<PAGE> 1
As filed with the Securities and Exchange Commission
on June 14, 2000
Registration No. 333-______
================================================================================
SECURITIES AND EXCHANGE COMMISSION
WASHINGTON, D.C. 20549
FORM S-8
REGISTRATION STATEMENT UNDER THE SECURITIES ACT OF 1933
KERR-MCGEE CORPORATION
(Exact name of registrant as specified in its charter)
Delaware 73-0311467
(State or other jurisdiction of (IRS Employer Identification No.)
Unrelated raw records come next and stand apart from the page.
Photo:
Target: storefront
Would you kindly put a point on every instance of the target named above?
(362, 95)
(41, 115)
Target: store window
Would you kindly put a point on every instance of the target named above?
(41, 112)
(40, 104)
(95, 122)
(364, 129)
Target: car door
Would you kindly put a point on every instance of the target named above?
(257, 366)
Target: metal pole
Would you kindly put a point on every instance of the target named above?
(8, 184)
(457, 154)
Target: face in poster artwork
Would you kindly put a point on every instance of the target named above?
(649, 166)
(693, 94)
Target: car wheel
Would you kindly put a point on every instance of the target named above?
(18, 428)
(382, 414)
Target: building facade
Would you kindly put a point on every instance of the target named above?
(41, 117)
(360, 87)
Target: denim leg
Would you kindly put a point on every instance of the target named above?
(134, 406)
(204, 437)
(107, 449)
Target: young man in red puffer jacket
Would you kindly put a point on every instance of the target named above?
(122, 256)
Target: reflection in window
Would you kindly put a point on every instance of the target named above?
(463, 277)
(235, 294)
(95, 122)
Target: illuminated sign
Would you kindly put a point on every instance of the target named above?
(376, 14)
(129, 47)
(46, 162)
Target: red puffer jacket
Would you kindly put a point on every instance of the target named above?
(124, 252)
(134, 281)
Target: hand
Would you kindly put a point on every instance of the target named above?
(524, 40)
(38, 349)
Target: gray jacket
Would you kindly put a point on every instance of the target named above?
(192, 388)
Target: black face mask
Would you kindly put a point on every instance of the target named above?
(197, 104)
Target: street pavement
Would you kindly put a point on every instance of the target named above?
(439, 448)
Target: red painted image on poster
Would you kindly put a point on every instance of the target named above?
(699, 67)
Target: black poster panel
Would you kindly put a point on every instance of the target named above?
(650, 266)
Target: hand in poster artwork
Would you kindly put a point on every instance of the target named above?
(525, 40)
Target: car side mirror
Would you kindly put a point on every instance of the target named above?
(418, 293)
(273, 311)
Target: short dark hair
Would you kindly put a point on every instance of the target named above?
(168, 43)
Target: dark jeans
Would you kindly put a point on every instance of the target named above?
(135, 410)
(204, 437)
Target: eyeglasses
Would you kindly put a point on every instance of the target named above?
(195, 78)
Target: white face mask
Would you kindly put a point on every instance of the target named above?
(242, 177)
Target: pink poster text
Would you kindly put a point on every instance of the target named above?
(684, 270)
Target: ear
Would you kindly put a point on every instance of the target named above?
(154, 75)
incorporation or organization)
Kerr-McGee Center
Oklahoma City, Oklahoma 73125
(405) 270-1313
(Address, including zip code and telephone number, including
area code of registrant's principal executive offices)
----------
KERR-MCGEE CORPORATION 1998 LONG TERM INCENTIVE PLAN
(Full Title of the Plan)
Luke R. Corbett
Kerr-McGee Corporation
Kerr-McGee Center
Oklahoma City, Oklahoma 73125
(405) 270-1313
(Name, address, including zip code, and telephone number,
including area code, of agent for service)
----------
CALCULATION OF REGISTRATION FEE
<TABLE>
<CAPTION>
Proposed
Proposed Maximum
Title of Securities Amount To Be Maximum Offering Aggregate Offering Amount of
To Be Registered Registered Price Per Share Price Registration Fee
------------------- ------------ ---------------- ------------------ ----------------
<S> <C> <C> <C> <C>
Common Stock,
$1.00 Par Value
Per Share(a) 2,300,000 shs $60.3125 $138,718,750(b) $36,621.75(b)
</TABLE>
(a) Includes stock purchase rights associated with the Common Stock. (b)
Pursuant to Rule 457(h)(1), under the Securities Act of 1933, computed on the
basis of the average of the high and low prices of the Common Stock as reported
on the New York Stock Exchange on June 13, 2000.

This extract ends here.